Rhode Island appealed Tuesday in U.S. Bankruptcy Court in New York. Separate appeals have already been filed by the U.S. Bankruptcy Trustee, California, Connecticut, the District of Columbia, Maryland and Washington state, plus some Canadian local governments and other Canadian entities.

Any successful appeal could undo the deal, not just that state’s piece of it.

Rhode Island Attorney General Peter Neronha, a Democrat, said he doesn’t accept that the resolution between Purdue Pharma and thousands of state and local governments is sufficient.

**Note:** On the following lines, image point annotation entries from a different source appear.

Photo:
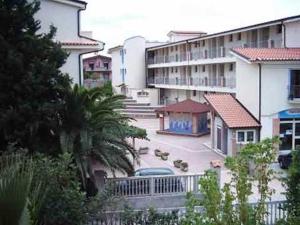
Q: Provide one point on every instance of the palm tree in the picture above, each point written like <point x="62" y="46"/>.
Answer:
<point x="15" y="180"/>
<point x="92" y="127"/>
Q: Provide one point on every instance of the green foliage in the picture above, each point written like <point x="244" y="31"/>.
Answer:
<point x="131" y="217"/>
<point x="230" y="205"/>
<point x="31" y="84"/>
<point x="93" y="128"/>
<point x="292" y="184"/>
<point x="15" y="176"/>
<point x="64" y="203"/>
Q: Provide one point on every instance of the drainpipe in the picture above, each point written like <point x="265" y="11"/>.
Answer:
<point x="284" y="34"/>
<point x="259" y="97"/>
<point x="81" y="36"/>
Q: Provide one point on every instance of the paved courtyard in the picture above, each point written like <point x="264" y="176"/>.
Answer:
<point x="189" y="149"/>
<point x="192" y="150"/>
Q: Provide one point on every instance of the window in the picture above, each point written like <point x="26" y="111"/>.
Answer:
<point x="91" y="65"/>
<point x="245" y="136"/>
<point x="294" y="91"/>
<point x="279" y="29"/>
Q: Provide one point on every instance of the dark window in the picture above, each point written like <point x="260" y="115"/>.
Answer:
<point x="279" y="29"/>
<point x="91" y="65"/>
<point x="294" y="84"/>
<point x="105" y="65"/>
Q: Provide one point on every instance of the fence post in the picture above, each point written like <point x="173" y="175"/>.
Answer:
<point x="152" y="186"/>
<point x="196" y="185"/>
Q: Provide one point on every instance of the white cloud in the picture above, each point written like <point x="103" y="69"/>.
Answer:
<point x="112" y="21"/>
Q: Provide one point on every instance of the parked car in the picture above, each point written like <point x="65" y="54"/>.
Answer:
<point x="162" y="178"/>
<point x="285" y="159"/>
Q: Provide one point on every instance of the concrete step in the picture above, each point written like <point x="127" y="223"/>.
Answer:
<point x="135" y="104"/>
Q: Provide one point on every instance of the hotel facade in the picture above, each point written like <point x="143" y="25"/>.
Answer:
<point x="259" y="65"/>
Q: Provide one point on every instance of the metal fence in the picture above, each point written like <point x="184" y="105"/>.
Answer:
<point x="154" y="185"/>
<point x="275" y="212"/>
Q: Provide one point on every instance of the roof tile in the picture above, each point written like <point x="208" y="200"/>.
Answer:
<point x="268" y="54"/>
<point x="231" y="111"/>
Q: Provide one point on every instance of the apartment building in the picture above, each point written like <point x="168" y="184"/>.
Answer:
<point x="65" y="16"/>
<point x="97" y="70"/>
<point x="128" y="64"/>
<point x="258" y="64"/>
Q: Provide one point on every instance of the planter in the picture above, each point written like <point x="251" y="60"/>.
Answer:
<point x="143" y="150"/>
<point x="164" y="155"/>
<point x="184" y="167"/>
<point x="157" y="152"/>
<point x="177" y="163"/>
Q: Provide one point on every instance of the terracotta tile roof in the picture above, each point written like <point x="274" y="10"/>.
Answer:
<point x="232" y="112"/>
<point x="80" y="43"/>
<point x="268" y="54"/>
<point x="186" y="106"/>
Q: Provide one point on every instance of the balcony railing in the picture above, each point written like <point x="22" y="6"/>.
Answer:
<point x="294" y="92"/>
<point x="228" y="82"/>
<point x="215" y="52"/>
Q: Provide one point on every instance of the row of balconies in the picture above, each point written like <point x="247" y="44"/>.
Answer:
<point x="221" y="81"/>
<point x="210" y="53"/>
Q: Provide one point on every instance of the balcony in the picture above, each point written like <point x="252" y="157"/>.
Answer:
<point x="221" y="84"/>
<point x="294" y="94"/>
<point x="97" y="69"/>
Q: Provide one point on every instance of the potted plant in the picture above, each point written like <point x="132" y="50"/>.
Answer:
<point x="157" y="152"/>
<point x="164" y="156"/>
<point x="184" y="166"/>
<point x="143" y="150"/>
<point x="177" y="163"/>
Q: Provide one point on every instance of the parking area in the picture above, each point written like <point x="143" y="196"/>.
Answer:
<point x="195" y="152"/>
<point x="192" y="150"/>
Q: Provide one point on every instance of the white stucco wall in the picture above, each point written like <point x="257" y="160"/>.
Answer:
<point x="293" y="34"/>
<point x="115" y="68"/>
<point x="247" y="86"/>
<point x="275" y="89"/>
<point x="134" y="62"/>
<point x="62" y="16"/>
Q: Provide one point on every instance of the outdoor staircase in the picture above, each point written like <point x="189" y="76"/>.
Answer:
<point x="138" y="110"/>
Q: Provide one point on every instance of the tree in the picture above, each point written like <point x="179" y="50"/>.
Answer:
<point x="31" y="84"/>
<point x="92" y="128"/>
<point x="219" y="203"/>
<point x="292" y="184"/>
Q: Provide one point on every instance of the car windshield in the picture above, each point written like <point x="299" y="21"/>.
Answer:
<point x="154" y="172"/>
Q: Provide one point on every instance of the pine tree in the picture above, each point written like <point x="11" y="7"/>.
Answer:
<point x="32" y="88"/>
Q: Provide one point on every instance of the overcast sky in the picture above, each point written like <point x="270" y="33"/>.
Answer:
<point x="112" y="21"/>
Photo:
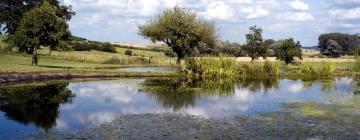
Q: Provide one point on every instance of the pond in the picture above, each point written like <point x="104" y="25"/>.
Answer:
<point x="30" y="108"/>
<point x="149" y="69"/>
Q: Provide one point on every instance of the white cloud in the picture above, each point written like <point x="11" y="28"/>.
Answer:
<point x="219" y="10"/>
<point x="345" y="13"/>
<point x="296" y="16"/>
<point x="255" y="12"/>
<point x="299" y="5"/>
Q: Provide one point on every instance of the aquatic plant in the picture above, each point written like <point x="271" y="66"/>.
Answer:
<point x="327" y="68"/>
<point x="271" y="68"/>
<point x="356" y="66"/>
<point x="212" y="67"/>
<point x="308" y="69"/>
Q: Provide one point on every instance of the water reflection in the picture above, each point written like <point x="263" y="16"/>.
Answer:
<point x="54" y="105"/>
<point x="183" y="93"/>
<point x="37" y="104"/>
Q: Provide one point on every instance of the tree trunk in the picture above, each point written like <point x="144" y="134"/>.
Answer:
<point x="34" y="57"/>
<point x="178" y="61"/>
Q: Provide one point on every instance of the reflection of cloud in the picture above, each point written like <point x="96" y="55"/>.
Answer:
<point x="344" y="80"/>
<point x="61" y="124"/>
<point x="94" y="118"/>
<point x="296" y="87"/>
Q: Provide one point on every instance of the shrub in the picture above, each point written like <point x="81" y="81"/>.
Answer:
<point x="271" y="68"/>
<point x="328" y="68"/>
<point x="108" y="48"/>
<point x="307" y="69"/>
<point x="356" y="66"/>
<point x="211" y="67"/>
<point x="112" y="60"/>
<point x="128" y="52"/>
<point x="170" y="53"/>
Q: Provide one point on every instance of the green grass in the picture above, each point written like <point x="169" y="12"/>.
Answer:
<point x="22" y="63"/>
<point x="103" y="57"/>
<point x="140" y="52"/>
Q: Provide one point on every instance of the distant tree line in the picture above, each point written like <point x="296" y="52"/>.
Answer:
<point x="338" y="44"/>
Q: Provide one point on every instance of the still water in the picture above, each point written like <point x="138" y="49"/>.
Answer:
<point x="149" y="69"/>
<point x="69" y="105"/>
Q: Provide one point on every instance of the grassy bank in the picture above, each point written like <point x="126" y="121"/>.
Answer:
<point x="19" y="63"/>
<point x="228" y="67"/>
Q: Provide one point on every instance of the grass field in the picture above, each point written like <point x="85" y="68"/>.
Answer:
<point x="100" y="57"/>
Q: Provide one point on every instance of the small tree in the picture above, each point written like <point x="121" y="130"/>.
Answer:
<point x="254" y="43"/>
<point x="40" y="26"/>
<point x="181" y="30"/>
<point x="128" y="52"/>
<point x="288" y="51"/>
<point x="333" y="49"/>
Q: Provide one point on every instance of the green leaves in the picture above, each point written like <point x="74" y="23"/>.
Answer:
<point x="39" y="26"/>
<point x="254" y="43"/>
<point x="181" y="30"/>
<point x="288" y="51"/>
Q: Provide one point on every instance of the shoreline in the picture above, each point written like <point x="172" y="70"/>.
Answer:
<point x="23" y="77"/>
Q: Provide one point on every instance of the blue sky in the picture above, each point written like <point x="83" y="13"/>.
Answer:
<point x="304" y="20"/>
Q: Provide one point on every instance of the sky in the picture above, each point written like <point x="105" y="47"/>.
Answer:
<point x="303" y="20"/>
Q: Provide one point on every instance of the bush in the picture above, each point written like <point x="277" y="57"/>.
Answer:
<point x="324" y="69"/>
<point x="356" y="66"/>
<point x="271" y="68"/>
<point x="170" y="53"/>
<point x="128" y="52"/>
<point x="328" y="68"/>
<point x="212" y="67"/>
<point x="108" y="48"/>
<point x="307" y="69"/>
<point x="112" y="60"/>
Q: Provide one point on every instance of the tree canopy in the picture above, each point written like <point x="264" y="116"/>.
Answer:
<point x="181" y="30"/>
<point x="347" y="43"/>
<point x="39" y="26"/>
<point x="254" y="43"/>
<point x="288" y="50"/>
<point x="12" y="11"/>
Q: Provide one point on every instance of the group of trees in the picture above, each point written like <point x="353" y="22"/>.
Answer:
<point x="338" y="44"/>
<point x="188" y="35"/>
<point x="34" y="23"/>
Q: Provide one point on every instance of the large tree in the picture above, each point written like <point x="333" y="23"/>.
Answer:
<point x="288" y="51"/>
<point x="181" y="30"/>
<point x="12" y="11"/>
<point x="333" y="49"/>
<point x="39" y="27"/>
<point x="254" y="43"/>
<point x="348" y="43"/>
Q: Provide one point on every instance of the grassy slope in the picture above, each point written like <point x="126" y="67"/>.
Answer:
<point x="72" y="61"/>
<point x="22" y="63"/>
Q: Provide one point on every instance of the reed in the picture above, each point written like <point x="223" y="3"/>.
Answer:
<point x="212" y="67"/>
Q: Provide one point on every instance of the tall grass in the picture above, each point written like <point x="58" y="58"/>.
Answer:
<point x="323" y="69"/>
<point x="356" y="66"/>
<point x="259" y="69"/>
<point x="228" y="67"/>
<point x="212" y="67"/>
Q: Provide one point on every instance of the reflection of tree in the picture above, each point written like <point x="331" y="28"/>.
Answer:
<point x="258" y="84"/>
<point x="327" y="83"/>
<point x="183" y="93"/>
<point x="171" y="93"/>
<point x="37" y="104"/>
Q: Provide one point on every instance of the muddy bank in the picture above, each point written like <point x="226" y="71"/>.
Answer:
<point x="6" y="78"/>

The Sackler family has not been transparent about its wealth, he said, so it’s difficult to calculate how much punishment any resolution will inflict.

Estimates have put the collective wealth of family members who own the company at over $10 billion.

Neronha also said he dislikes that the settlement protects the Sacklers from lawsuits over opioids.

The state would be entitled to an estimated $21.6 million over nine years, or about $2.4 million annually, he said.

A federal bankruptcy judge approved a plan this month to turn Purdue, based in Stamford, Connecticut, into a new company no longer owned by members of the Sackler family, with its profits going to fight the opioid epidemic.

The deal resolves some 3,000 lawsuits filed by state and local governments, Native American tribes, unions, hospitals and others who claimed the company’s marketing of prescription opioids helped spark and continue an overdose epidemic.